Even stranger is that the sympathetic bartender claims to have arrived in the town a year ago, which to her was 1999, whereas for Burke, a year ago was 2013(!).
To say any more is to give away the plot machinations of the show. Now, having read the book, I knew what the big conceit was, but for most of the series, the producers and writers changed enough details that it remained interesting for me, and indeed, I was able to watch with an eye toward seeing if they were playing fair with the audience (which the books did). It's very analogous to the movie The Sixth Sense, where if you know the secret and you go back to re-watch it, you'll see that it indeed fits together. No doubt that similarity is what led Sixth Sense director M. Night Shayamalan to take on an executive producer role for "Wayward Pines."

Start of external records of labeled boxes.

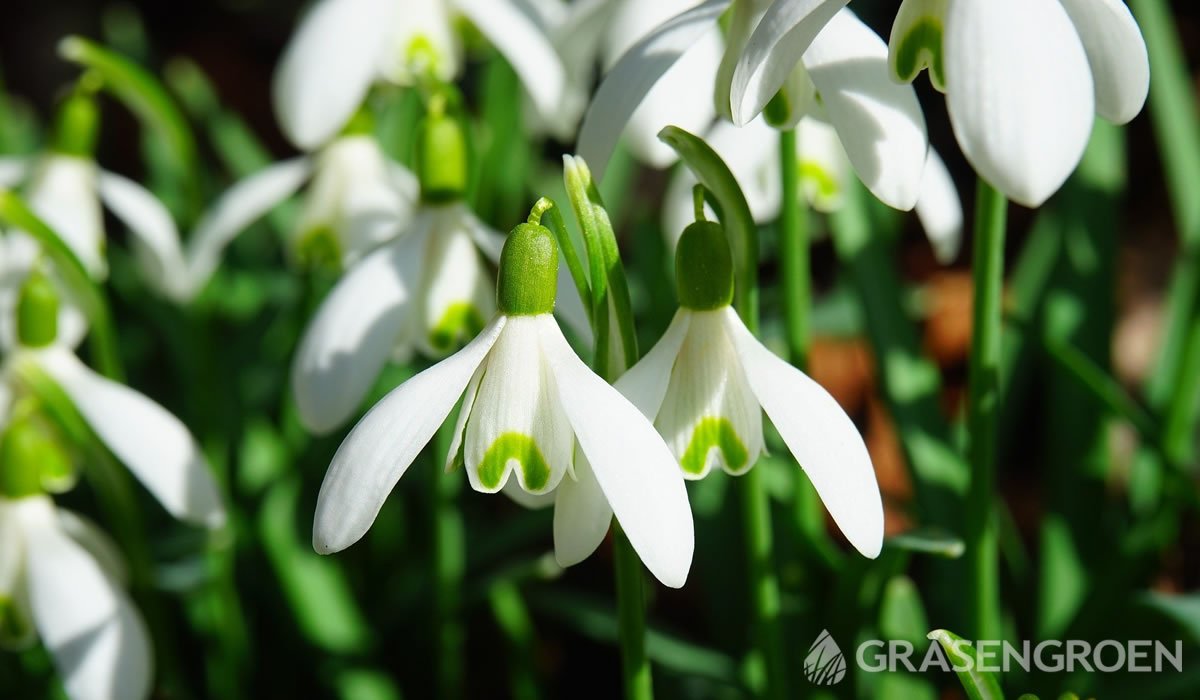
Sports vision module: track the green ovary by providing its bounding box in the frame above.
[479,432,550,491]
[895,17,946,88]
[679,417,750,475]
[430,301,484,352]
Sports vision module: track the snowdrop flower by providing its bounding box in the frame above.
[617,216,883,558]
[272,0,565,150]
[313,223,694,587]
[580,0,929,210]
[889,0,1150,207]
[0,94,187,301]
[0,494,154,700]
[292,114,587,433]
[662,116,962,263]
[180,118,418,295]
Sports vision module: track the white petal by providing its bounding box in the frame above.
[917,149,962,265]
[19,498,151,700]
[455,0,566,114]
[98,170,191,301]
[271,0,401,150]
[312,316,505,555]
[614,309,691,421]
[58,508,130,586]
[730,0,849,125]
[36,347,224,527]
[463,316,575,493]
[804,10,929,211]
[1060,0,1150,124]
[415,203,496,358]
[654,310,763,479]
[0,156,30,190]
[541,318,695,588]
[26,155,108,277]
[726,309,883,558]
[554,451,612,567]
[187,157,312,294]
[292,222,428,435]
[576,0,730,183]
[946,0,1094,207]
[624,26,722,168]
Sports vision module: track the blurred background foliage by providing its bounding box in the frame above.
[0,0,1200,700]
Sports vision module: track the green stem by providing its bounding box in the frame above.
[965,178,1008,639]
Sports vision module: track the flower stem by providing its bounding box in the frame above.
[965,178,1008,639]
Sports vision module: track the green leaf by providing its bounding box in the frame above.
[926,629,1004,700]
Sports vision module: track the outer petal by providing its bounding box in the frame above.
[804,10,929,210]
[454,0,566,114]
[35,347,224,527]
[292,221,428,433]
[554,451,612,567]
[726,309,883,558]
[730,0,849,125]
[97,170,191,301]
[946,0,1094,207]
[541,318,695,588]
[187,157,312,295]
[917,149,962,265]
[613,309,691,421]
[312,316,506,555]
[20,498,151,700]
[271,0,401,150]
[1060,0,1150,124]
[576,0,730,183]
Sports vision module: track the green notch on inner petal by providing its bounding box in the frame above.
[895,17,946,90]
[430,301,484,352]
[679,417,750,475]
[479,432,550,491]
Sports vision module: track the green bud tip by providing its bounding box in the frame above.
[17,269,59,347]
[52,90,100,157]
[496,223,558,316]
[416,112,467,203]
[676,221,733,311]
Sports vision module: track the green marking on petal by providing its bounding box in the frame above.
[679,417,750,477]
[430,301,485,352]
[479,432,550,491]
[893,17,946,91]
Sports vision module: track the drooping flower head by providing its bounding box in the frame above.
[616,211,883,557]
[313,217,694,587]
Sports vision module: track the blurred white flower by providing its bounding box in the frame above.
[889,0,1150,207]
[0,151,187,301]
[272,0,566,150]
[0,494,154,700]
[313,227,695,587]
[578,0,929,210]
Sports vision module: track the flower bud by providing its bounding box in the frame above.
[676,221,733,311]
[496,223,558,316]
[17,269,59,347]
[415,113,467,204]
[50,92,100,157]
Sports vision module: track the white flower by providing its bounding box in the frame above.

Mini-series or limited event series are sort of the new approach that the networks have been taking in the summer. I think this is in response to "Lost"-syndrome, where the ratings success of a serialized drama led the network to demand more and more seasons, outstripping the creative capacity of the production team. As a result, stories get stretched in unrealistic and contrived ways, to the detriment of everyone. (This is one reason Fox's "24" revival, "Live Another Day," was so good - by taking up only 12 episodes instead of 24, the writers didn't have to fill in time with ridiculous subplots like the infamous Kim Bauer/mountain lion encounter.)
The great fear for TV viewers like me is that a network will advertise a serialized drama as a limited series, but as soon as it gets strong ratings in the opening episodes, the network will reshape what should be the series finale into a season finale. The prime offender for this syndrome is, of course, CBS's "Under the Dome." We were promised that it would end after a season, and instead it ended in a cliffhanger. It's now on season 3, and the story makes less sense than ever.
With that in mind, I'll say that "Wayward Pines" does end. There's some possibility of a revival, as there was in the books, but it concludes the story.
It was really good for 9.5 episodes. The last 30 minutes, though, were pretty lame. I'm still processing how that makes me feel in retrospect about the series. It's not just that the ending differed from the books, although in comparison, the book ending was much better. It's that the TV series ending felt cheap and almost laughable.
I guess I would still recommend the series strongly to any one who didn't catch it during the first run. It was certainly compelling and would've been binge-worthy if I hadn't watched each episode on the night it aired.